Three-year-old runs over baby with a bike? Mom tried to go to the bathroom.

And it’s not like I take my time. I am the second child of eight kids. Most of the homes I lived in had less than three bathrooms. I am the fastest peeer in the Midwest. I also, understand the stakes. I know what is at risk when I rush upstairs for a pee. Sometimes, especially during the dicey evening hour, right when I am making dinner and before my husband emerges through the door, like a Polo-wearing crusader, here to rescue us, I’ll wait.  But I’ve had two kids and it is winter. Waiting to pee means that I am one ill-timed sneeze away from needing to change my pants.

A few days ago, I emerged from a very quick pee to find my son and daughter running around the living room eating the remains of what appeared to be a day-old waffle dug out from the trash. Bits and pieces of the waffle, which were covered in day-old syrup and butter, were smeared all over the couch.

“What?” I said.

My three-year-old smiled, her teeth full of crumbs. “Oh, bubba found us a snack! I helpeded him and broke it in half on da couch. See, we helpeded each other.”

The baby just ran in a circle yelling, “Wa-wa, wa-wa!” His word for waffles.

As a quick aside, it should be noted that this was 9:30 in the morning and both children had already had breakfast. In the baby’s case, he had already had two breakfasts. These were not hungry children.

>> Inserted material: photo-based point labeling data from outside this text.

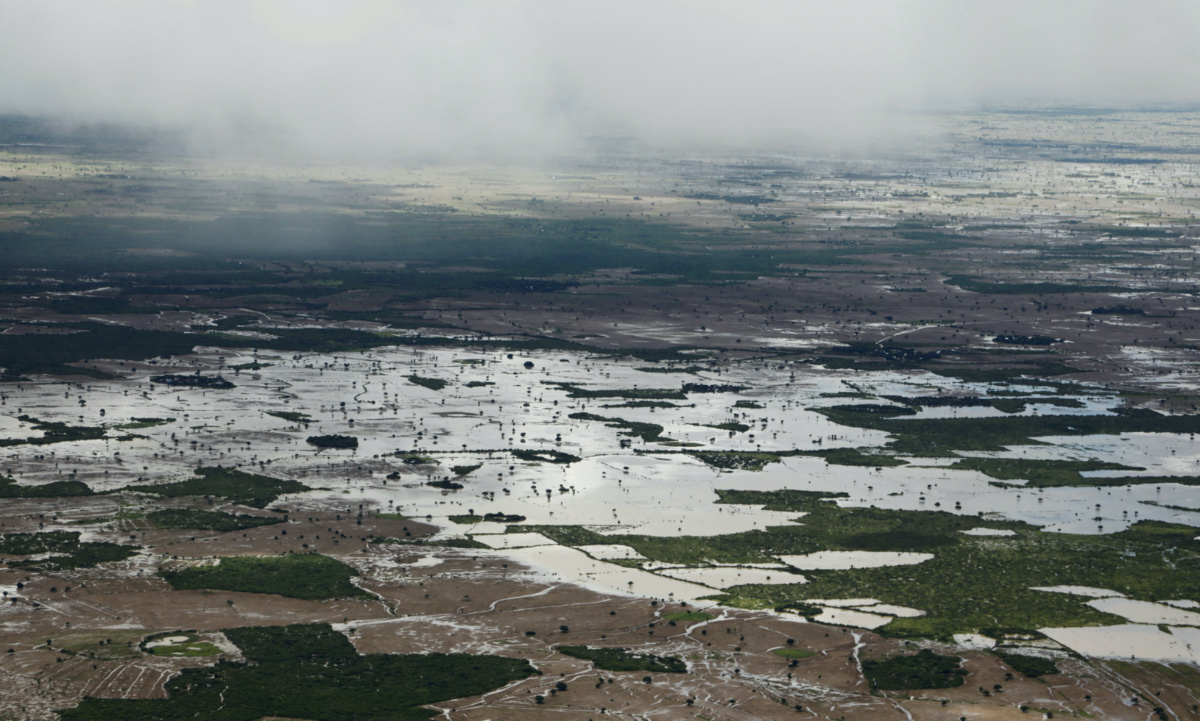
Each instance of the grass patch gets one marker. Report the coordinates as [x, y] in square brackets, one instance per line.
[792, 653]
[545, 456]
[1029, 666]
[292, 416]
[1041, 474]
[297, 576]
[190, 647]
[69, 551]
[333, 440]
[208, 520]
[9, 488]
[731, 427]
[856, 457]
[925, 670]
[433, 384]
[311, 672]
[247, 488]
[143, 422]
[647, 432]
[736, 460]
[750, 404]
[55, 432]
[619, 659]
[942, 437]
[633, 394]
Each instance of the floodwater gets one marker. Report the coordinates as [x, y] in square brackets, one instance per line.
[622, 486]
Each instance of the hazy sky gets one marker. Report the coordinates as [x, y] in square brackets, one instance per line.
[359, 76]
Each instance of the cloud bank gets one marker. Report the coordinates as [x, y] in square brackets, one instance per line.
[377, 78]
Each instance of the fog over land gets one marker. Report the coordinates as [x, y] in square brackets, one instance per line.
[369, 78]
[507, 361]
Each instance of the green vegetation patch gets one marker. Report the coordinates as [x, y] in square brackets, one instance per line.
[733, 427]
[1029, 666]
[1043, 474]
[249, 488]
[311, 672]
[297, 576]
[545, 456]
[433, 384]
[144, 422]
[208, 520]
[292, 416]
[186, 646]
[736, 460]
[333, 440]
[621, 659]
[942, 437]
[69, 552]
[634, 394]
[9, 488]
[55, 432]
[647, 432]
[197, 380]
[856, 457]
[691, 370]
[925, 670]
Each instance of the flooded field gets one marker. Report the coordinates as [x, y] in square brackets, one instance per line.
[845, 438]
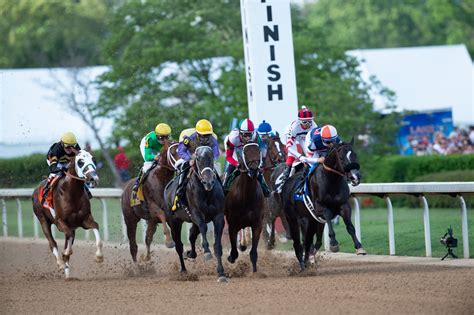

It should also be noted that only 24-hours prior I had scrubbed the floors. A practice I do every Sunday night, because I enjoy starting the week with the fresh smell of utility.

I looked at my happy children and the gross mess. I tried to imagine the scene: Baby running into the kitchen, unlatching the cupboard (he can do that on one side, I know, I’m screwed), and opening the trash. My daughter coming in to watch him, awed by his casual ability to just transgress. I imagine him triumphantly pulling a waffle from the trash and declaring, “Wa-wa!” and passing it over to his sister, who smiled, “Oh, fank you, bubba!” And then ran back into the living room, the baby toddling behind, where she divided it among them.

I don’t like clichés, but this cloud of waffle garbage did have a silver lining: sibling cooperation. I mean, look at them, they were sharing. They were as happy as two garbage thieves could ever be. I remembered all the times my sister and I snuck into the pantry and stole marshmallows. Or all the times my brother and I stuck a “Kick me” sign on my mom before she left for the store. The comradery created by our shared transgressions, still holds us together. It is something we can still laugh about now, even though time, life and the complications of adulthood mean our conversations are often strained.

So, I threw up my hands. “I love it when you two work together,” I said. “But don’t eat trash!” They both just laughed and kept running, spewing out crumbs in between giggles.

I figure their partnership requires a common enemy, I’m willing to play that role.